En RDC, des cargaisons entrent et sortent chaque jour sans que l’État parvienne toujours à en garder la trace, ni à en percevoir toutes les recettes. Kinshasa a lancé la plateforme SYGREM, un nouvel outil numérique censé changer la donne, non sans susciter des tensions en coulisses.
Le gouvernement congolais a procédé, le mardi 1er septembre 2026 à Kinshasa, au lancement officiel de la plateforme SYGREM, le Système de gestion des redevances multimodales.
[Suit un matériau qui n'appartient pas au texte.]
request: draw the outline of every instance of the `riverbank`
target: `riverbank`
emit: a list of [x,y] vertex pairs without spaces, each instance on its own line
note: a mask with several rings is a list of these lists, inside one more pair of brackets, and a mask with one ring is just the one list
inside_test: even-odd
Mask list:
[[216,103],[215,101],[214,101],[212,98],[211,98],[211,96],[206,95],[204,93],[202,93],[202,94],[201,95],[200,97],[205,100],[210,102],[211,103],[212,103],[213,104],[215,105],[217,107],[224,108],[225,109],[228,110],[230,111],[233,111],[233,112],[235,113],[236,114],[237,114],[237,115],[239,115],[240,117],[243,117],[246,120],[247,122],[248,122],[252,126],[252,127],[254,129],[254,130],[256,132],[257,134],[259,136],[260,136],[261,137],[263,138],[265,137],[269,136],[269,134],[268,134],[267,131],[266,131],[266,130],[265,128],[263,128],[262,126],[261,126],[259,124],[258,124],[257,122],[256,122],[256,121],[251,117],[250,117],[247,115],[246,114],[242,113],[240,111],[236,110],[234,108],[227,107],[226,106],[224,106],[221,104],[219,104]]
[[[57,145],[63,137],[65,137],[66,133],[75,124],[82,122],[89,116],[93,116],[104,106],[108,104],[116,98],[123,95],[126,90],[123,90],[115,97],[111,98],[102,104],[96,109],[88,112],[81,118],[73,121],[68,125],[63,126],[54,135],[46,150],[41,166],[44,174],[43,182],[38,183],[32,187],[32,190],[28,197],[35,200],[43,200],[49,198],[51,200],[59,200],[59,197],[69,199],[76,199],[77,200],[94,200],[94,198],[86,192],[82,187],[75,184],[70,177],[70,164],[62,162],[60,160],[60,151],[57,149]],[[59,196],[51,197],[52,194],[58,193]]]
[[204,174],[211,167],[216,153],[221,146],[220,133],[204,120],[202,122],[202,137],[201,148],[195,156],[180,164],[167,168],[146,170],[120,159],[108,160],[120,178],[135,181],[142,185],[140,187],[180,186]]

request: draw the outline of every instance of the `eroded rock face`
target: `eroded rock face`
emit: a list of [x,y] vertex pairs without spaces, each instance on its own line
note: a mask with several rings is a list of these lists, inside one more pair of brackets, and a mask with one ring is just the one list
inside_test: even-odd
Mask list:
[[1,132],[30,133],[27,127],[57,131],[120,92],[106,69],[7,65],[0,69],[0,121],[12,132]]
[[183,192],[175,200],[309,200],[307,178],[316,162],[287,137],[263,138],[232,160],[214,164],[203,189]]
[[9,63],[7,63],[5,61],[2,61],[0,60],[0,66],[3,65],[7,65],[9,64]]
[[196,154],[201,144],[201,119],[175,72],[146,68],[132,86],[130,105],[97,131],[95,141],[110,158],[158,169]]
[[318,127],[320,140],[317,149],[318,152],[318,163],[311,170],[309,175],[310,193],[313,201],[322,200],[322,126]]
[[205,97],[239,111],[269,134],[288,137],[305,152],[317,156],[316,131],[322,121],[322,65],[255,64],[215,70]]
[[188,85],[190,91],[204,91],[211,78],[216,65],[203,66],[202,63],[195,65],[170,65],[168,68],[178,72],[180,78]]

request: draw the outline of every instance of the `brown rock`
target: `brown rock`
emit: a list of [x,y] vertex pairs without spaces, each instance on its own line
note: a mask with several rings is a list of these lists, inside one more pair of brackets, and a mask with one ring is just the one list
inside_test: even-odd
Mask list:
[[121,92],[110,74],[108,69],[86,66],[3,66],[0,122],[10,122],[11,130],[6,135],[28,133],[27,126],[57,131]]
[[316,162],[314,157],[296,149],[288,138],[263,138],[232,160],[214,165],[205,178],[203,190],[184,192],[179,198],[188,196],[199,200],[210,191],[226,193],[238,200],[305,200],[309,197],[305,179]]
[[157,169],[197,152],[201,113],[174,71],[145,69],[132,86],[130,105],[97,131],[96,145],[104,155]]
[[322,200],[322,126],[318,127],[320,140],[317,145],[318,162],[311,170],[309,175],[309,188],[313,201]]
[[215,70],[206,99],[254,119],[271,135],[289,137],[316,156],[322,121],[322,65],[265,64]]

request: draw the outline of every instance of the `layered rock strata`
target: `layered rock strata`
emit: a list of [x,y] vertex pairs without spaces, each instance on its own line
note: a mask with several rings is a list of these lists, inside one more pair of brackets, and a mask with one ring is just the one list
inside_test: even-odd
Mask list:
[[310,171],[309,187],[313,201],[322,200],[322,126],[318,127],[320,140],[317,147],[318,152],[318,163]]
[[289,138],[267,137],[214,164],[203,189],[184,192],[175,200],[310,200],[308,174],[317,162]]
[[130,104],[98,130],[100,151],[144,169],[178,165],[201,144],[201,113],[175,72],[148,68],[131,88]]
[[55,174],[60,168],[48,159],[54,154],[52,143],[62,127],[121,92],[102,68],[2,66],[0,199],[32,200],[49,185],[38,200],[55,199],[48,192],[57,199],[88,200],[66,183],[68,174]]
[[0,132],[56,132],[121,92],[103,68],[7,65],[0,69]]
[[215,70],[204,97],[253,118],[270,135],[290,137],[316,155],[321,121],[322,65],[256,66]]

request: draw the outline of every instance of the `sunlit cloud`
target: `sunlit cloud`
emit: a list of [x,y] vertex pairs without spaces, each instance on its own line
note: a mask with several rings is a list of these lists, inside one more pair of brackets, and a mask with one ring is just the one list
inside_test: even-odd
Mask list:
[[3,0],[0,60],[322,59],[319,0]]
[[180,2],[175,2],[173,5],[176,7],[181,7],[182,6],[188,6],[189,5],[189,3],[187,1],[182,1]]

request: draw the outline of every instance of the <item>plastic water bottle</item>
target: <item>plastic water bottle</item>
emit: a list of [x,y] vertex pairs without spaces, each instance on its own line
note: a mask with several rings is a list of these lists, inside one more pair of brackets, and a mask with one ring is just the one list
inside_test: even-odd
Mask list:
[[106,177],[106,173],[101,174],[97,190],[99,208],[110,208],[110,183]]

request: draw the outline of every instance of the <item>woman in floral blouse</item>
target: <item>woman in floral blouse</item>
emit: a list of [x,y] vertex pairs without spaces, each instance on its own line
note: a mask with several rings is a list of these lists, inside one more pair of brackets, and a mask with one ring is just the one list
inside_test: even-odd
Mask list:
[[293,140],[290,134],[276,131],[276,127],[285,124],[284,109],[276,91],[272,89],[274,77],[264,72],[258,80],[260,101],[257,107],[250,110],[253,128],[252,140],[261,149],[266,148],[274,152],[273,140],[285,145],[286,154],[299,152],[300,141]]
La cérémonie a été présidée par le vice-Premier ministre chargé des Transports, Voies de communication et Désenclavement, Jean-Pierre Bemba Gombo, en présence du Directeur général de l’Office de gestion du fret multimodal (OGEFREM), Olivier Tshibola Mukuma, et du directeur général de PADS Corporation, Yannick Olelo.
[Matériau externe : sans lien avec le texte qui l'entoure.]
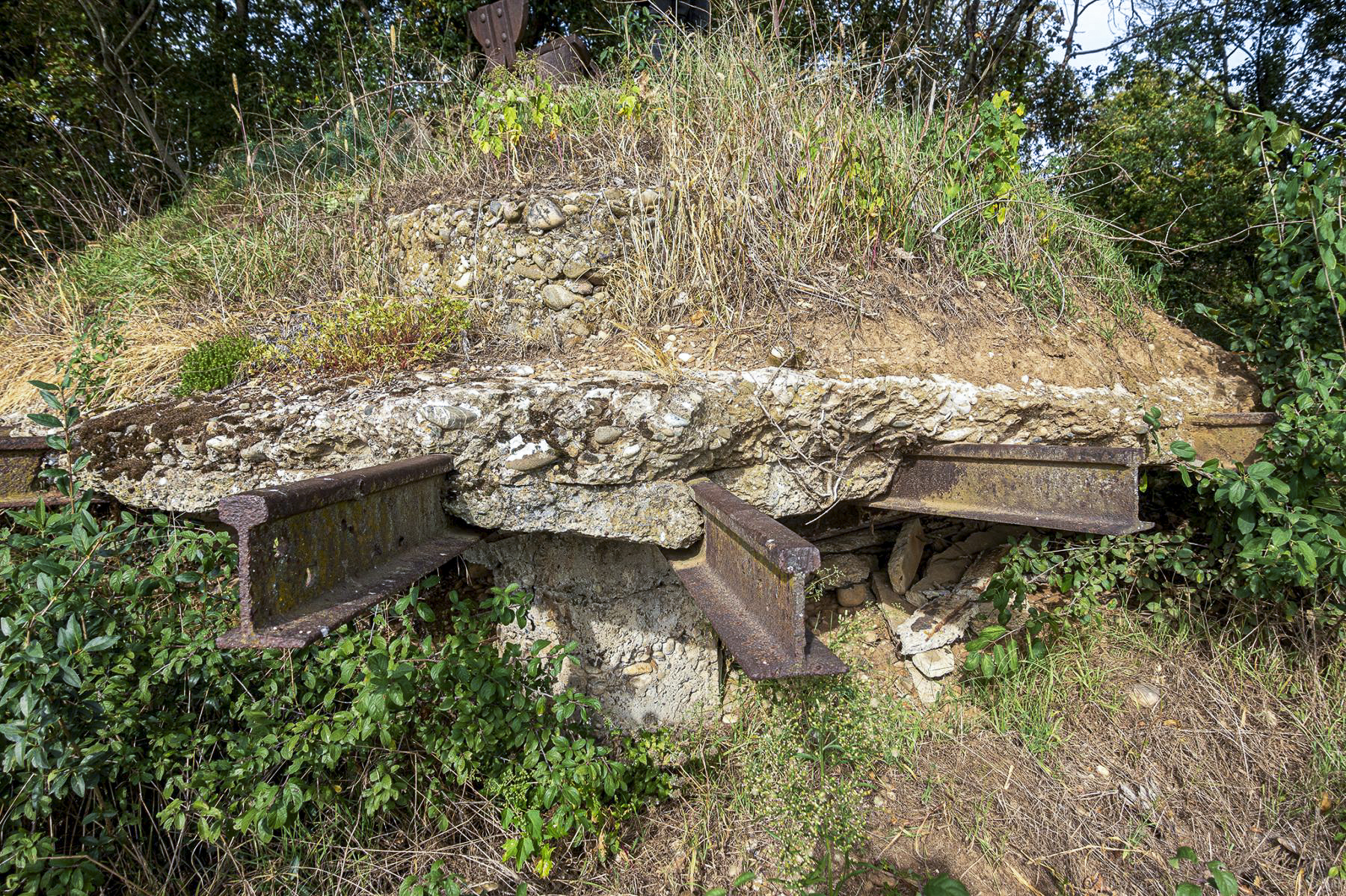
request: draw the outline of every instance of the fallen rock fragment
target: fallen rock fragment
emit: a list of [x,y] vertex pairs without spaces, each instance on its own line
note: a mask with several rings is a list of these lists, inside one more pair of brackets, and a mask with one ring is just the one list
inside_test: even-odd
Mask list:
[[911,658],[911,665],[921,670],[926,678],[944,678],[957,667],[953,651],[948,647],[935,647]]
[[[911,601],[919,604],[921,600],[918,596],[923,592],[946,588],[960,581],[979,554],[1005,544],[1010,535],[1016,531],[1019,531],[1016,526],[992,526],[991,529],[975,531],[962,541],[949,545],[930,558],[930,562],[926,564],[925,576],[911,585],[909,591]],[[995,572],[993,568],[992,572]],[[981,589],[985,591],[985,585]]]
[[921,705],[934,706],[940,701],[940,692],[944,690],[944,685],[926,678],[911,661],[907,661],[905,666],[907,667],[907,674],[911,677],[911,687],[917,692]]
[[987,550],[966,565],[957,588],[931,595],[909,619],[894,627],[892,635],[902,652],[907,657],[923,654],[960,640],[977,616],[977,597],[987,589],[1003,556],[1000,548]]
[[888,554],[888,583],[895,593],[907,593],[911,583],[915,581],[925,546],[926,535],[921,527],[921,519],[911,518],[905,522],[898,530],[898,541],[892,545],[892,553]]
[[837,604],[841,607],[863,607],[874,595],[864,583],[837,588]]
[[1143,681],[1137,681],[1127,687],[1127,697],[1139,709],[1154,709],[1159,705],[1159,692]]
Développée par cette société privée dans le cadre d’un partenariat public-privé, la plateforme centralise la souscription de trois documents obligatoires du commerce extérieur congolais, la Fiche de renseignements à l’importation (FERI), l’Attestation de destination (AD) et la Fiche de renseignements à l’exportation (FERE).
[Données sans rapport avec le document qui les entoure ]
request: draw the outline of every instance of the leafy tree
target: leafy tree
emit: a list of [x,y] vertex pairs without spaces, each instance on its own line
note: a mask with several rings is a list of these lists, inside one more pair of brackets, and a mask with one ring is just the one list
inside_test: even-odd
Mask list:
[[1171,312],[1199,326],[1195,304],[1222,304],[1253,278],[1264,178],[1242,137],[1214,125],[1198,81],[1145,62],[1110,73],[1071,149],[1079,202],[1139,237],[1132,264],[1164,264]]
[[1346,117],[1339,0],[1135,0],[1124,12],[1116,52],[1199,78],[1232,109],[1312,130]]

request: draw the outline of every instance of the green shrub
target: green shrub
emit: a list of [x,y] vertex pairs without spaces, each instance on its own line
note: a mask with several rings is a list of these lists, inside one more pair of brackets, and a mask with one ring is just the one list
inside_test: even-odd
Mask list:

Le dispositif repose sur la centralisation numérique des documents obligatoires, le paiement en ligne et le suivi en temps réel des marchandises par géolocalisation, du point de chargement à l’étranger jusqu’à la destination finale au Congo. Les recettes perçues sont reversées sur des comptes bancaires dédiés, avant transfert vers les caisses publiques.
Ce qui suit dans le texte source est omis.